The insurance company calculates the payout on the wholesale price a dealer would pay for your car. This is their general definition of "fair market value." If you go through your own insurance company, it pays this amount, less your deductible.
What are the 4 types of value in art? ›
There are also several variations of value in art, referred to as high-key, low-key, and mid-range. Value adds effects like highlights and shadows, which create emphasis, perspective, depth, contrast, and so much more to a visual composition – giving it life.What should you not tell an appraiser? ›
Just keep your communication to the appraiser about the facts of the home and neighborhood, how you priced the house, and any other relevant information you think the appraiser should know. And remember, don't discuss value. Don't pressure the appraiser to 'hit the value' and you'll be fine.How do I price my artwork for licensing? ›
Art Licensing is usually a royalty range of 3-10%. Brand and character licensing can go as high as 15%. 2) Where it's sold determines the percentage as well. Mass markets (such as Target, K-Mart, Wal-Mart), start as low as 3-5%.How do appraisers value art? ›
Appraisals are based on market research. This involves consulting auction records, private sales records, artworks currently for-sale, and more to find comparable objects to the object being appraised. Provenance, or history of ownership and of exhibitions, can also contribute to the value to an art object.Is expensive artwork covered by homeowners insurance? ›
Most homeowners insurance policies cover jewelry, art and collections the same as any other possession, subject to your policy's deductible and coverage limits. For example, most homeowners policies limit coverage for possessions to up to 75% of your dwelling coverage.What is the depreciation rate for artwork? ›
[A] valuable and treasured art piece does not have a determinable useful life.

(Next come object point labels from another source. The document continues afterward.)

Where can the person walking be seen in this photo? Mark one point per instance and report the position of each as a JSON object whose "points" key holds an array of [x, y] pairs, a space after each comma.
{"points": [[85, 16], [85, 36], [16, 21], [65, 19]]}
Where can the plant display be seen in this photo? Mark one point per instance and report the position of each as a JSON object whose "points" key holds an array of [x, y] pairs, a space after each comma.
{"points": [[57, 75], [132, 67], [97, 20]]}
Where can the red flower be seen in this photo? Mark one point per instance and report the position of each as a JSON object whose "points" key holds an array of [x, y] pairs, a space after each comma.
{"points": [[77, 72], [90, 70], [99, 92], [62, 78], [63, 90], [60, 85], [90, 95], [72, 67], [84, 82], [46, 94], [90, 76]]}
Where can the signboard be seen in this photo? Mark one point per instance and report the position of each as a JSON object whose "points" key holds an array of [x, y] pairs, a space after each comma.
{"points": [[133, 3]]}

While the actual physical condition of the property may influence the value placed on the object, it will not ordinarily limit or determine the useful life. Accordingly, depreciation of works of art generally is not allowable.Can you negotiate the price of artwork? ›
Unexperienced art buyers are often reluctant to inquire about a discount. However, if you are unable to afford a full price, you shouldn't be afraid to ask for a small reduction. Many galleries even expect a bit of negotiating. After all, it's better to sell an art piece with a discount than not to sell it at all.What is a fair royalty percentage? ›
In most cases, licensors prefer a royalty rate that falls within 25% to 75% range of the sublicensing income. Their stake usually amounts to more than half of all profits. In rare cases, the licensee can negotiate a rate split and apply their own royalty obligation to the sale of sub-licensed products.How much should I ask for royalties? ›
Well, royalty rates vary across book formats like prints or ebooks. They also vary across publishers (if you're on the traditional route) as well as stores (if you're self-publishing to them directly). Generally, the average royalty rate is around 10% under traditional publishing and up to 70% under self-publishing.